While city leaders by now were hoping to have a developer signed to transform the former run-down industrial district into a residential and commercial neighborhood, the scope of the project and site’s brownfield status add complexities that take time to work through, Vander Werp said. He estimates the potential costs of developing the site at $25 million to $30 million.

“This is a major project and the best results take time,” Vander Werp told Grand Haven City Council members recently. “The ultimate goal is to have a quality project. We’re on track and we feel we will be moving successfully down that path.”

The city’s Economic Development Committee isn’t satisfied with the quality or content of the proposals received so far, he said. In large-scale projects such as GrandWater, he said, the tendency initially is to attract “tire kickers” who are “just kind of testing the market and the resolve of the seller.”

The deadline extension provides the committee time to work with the developers behind the four proposals already submitted to refine their ideas and to entertain new proposals, Vander Werp said. Despite some disappointment with what’s been proposed so far, he believes they are workable.
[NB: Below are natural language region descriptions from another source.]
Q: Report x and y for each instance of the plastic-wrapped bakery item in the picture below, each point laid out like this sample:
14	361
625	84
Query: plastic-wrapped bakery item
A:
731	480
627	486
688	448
“We have some offers that can be worked into something interesting,” Vander Werp said.

Of the four proposals submitted so far, only one offered to buy and redevelop the entire site.

That proposal, from a Chicago group, envisions a mixed-use development with residential, hospitality and commercial ventures. The other three proposals are for individual parcels on the site, which consists of four separate parcels, and offer uses that include high-rise condominiums, a hotel and townhouses.

The city wants to see the site redeveloped into a mixture of commercial, retail and residential uses — townhouses, professional offices and specialty retail shops, for instance — and has financial incentives available to lure a developer. That includes tax-increment financing to finance infrastructure costs and a brownfield credit on the state’s Single Business Tax of up to $1 million for each of the four parcels.

The latest deadline extension is the second one for submitting proposals, which originally were due Jan. 31. That was extended to March 31 and now to May 15.

“What we want is a quality product in the end, something as a community we can be proud of,” Mayor Roger Bergman said. “It is going to require a lot of patience on our part.”